Ardından söz alan Tapan'ın avukatlarından Fatih Mehmet Yoğurtçu ise müvekkilinin bir komploya maruz kaldığını öne sürerek, "Müvekkilim, 20 Temmuz 2009'da Erzincan'a atanmıştır ve üç aylık bir sürede bir örgüt varsa bile buna nasıl üye olunabilir? Bu mantığa aykırıdır" diye konuştu.

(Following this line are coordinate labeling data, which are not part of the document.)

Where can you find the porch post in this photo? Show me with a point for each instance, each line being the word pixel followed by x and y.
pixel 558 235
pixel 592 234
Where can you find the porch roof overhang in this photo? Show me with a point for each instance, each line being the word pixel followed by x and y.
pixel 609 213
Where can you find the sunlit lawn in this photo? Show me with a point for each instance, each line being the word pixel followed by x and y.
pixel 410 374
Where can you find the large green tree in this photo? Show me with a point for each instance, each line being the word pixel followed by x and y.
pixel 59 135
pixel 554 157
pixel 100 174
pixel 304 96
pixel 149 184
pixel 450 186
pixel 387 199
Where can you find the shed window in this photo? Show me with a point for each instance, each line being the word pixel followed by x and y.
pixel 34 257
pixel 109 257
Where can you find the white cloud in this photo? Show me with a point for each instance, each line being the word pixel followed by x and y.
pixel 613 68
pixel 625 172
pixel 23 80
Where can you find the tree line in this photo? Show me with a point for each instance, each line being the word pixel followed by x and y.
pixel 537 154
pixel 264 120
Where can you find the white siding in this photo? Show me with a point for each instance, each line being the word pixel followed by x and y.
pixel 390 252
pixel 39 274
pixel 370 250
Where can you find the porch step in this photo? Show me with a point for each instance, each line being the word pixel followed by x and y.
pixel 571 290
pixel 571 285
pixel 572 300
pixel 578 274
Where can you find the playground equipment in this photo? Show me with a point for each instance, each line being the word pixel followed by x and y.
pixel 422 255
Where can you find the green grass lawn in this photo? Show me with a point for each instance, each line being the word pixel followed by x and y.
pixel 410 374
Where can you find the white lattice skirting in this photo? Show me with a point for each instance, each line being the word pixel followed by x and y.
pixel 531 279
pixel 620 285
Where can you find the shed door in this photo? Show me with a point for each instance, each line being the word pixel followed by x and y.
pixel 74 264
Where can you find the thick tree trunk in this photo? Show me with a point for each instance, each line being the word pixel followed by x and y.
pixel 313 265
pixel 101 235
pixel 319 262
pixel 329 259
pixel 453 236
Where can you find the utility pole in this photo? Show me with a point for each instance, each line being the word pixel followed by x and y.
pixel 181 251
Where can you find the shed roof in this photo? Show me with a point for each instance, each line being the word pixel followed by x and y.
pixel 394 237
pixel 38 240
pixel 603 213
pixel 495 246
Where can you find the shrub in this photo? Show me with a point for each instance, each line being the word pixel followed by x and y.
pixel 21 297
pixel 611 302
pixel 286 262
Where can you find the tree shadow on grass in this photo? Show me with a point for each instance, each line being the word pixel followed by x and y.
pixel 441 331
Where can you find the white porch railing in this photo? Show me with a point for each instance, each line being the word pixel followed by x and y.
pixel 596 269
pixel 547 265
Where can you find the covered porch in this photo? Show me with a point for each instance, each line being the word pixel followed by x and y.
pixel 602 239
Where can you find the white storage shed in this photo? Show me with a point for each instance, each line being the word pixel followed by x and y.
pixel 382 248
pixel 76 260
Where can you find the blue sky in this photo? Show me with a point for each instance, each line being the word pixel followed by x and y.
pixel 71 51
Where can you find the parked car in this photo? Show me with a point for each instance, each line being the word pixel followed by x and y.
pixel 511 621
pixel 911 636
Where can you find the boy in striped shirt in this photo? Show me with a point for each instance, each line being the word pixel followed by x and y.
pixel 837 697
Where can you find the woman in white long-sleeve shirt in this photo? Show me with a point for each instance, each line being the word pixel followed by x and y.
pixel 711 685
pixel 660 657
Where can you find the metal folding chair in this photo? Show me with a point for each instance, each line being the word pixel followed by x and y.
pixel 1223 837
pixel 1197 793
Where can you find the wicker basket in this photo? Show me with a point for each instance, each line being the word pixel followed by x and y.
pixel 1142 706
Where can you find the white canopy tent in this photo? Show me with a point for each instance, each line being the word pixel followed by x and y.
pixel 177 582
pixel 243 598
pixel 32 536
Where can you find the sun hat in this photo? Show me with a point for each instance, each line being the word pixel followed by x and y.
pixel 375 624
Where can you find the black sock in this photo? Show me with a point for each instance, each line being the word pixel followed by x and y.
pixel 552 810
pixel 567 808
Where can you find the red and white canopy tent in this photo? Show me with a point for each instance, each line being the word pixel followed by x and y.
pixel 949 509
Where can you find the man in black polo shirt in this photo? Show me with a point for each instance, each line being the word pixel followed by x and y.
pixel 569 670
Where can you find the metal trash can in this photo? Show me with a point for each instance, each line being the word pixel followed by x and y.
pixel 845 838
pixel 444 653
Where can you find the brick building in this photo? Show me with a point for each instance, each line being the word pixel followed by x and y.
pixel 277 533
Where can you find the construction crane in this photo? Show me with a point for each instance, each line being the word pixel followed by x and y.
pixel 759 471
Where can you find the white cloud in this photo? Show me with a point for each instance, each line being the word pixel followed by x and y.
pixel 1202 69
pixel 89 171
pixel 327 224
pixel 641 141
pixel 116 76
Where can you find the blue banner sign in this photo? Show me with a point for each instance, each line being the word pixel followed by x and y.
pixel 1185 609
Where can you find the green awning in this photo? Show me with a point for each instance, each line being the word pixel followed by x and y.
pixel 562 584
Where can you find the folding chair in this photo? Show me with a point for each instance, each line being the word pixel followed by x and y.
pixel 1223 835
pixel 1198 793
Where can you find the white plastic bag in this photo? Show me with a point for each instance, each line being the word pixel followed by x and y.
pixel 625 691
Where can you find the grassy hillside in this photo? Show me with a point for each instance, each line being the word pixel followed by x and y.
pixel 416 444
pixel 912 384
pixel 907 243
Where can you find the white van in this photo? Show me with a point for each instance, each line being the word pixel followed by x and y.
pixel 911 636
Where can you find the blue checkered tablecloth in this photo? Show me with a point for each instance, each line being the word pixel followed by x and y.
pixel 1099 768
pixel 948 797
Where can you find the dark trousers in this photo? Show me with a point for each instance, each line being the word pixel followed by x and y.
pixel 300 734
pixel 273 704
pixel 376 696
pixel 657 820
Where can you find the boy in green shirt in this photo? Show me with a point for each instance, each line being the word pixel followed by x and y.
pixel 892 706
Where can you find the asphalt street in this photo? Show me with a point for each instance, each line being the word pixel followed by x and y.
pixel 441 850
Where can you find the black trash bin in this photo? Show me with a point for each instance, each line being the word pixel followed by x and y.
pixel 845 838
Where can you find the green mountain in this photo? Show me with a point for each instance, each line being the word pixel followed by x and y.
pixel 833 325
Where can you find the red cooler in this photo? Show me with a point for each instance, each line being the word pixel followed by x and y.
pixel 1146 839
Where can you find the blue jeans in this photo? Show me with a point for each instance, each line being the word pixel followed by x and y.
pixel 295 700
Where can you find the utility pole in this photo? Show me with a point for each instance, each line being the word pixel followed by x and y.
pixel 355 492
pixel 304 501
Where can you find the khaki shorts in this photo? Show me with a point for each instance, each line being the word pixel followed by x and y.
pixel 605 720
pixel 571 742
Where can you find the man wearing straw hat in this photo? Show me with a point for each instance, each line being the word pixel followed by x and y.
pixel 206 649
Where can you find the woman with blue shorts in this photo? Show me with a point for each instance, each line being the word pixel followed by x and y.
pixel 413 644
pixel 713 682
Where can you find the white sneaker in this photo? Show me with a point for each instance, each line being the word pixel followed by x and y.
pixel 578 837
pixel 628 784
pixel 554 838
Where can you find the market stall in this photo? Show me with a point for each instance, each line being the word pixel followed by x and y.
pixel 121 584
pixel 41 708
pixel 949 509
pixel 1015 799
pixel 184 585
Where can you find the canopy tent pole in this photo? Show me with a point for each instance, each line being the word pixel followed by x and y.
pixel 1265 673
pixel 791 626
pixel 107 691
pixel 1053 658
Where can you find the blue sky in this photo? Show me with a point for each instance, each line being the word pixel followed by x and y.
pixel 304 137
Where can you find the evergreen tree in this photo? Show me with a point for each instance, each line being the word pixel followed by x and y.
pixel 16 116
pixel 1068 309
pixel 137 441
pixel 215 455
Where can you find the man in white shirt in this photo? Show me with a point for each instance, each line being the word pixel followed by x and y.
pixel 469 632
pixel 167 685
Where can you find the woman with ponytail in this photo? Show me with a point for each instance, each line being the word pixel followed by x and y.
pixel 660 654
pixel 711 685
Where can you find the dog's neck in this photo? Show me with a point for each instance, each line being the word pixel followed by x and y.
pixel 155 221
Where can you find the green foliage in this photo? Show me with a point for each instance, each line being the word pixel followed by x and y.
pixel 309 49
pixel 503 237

Özarslan da müvekkilinin duruşmalarda hazır bulunmaktan bağışık tutulmasını talep ettiklerini söyledi. Özarslan ayrıca, müvekkili gerekçe gösterilerek üç ay süreyle Erzincan İl Jandarma Komutanlığının telefonlarının dinlendiğini ve bu dinlemeler sonucunda 300'ü aşkın kişinin mağdur olduğunu iddia etti.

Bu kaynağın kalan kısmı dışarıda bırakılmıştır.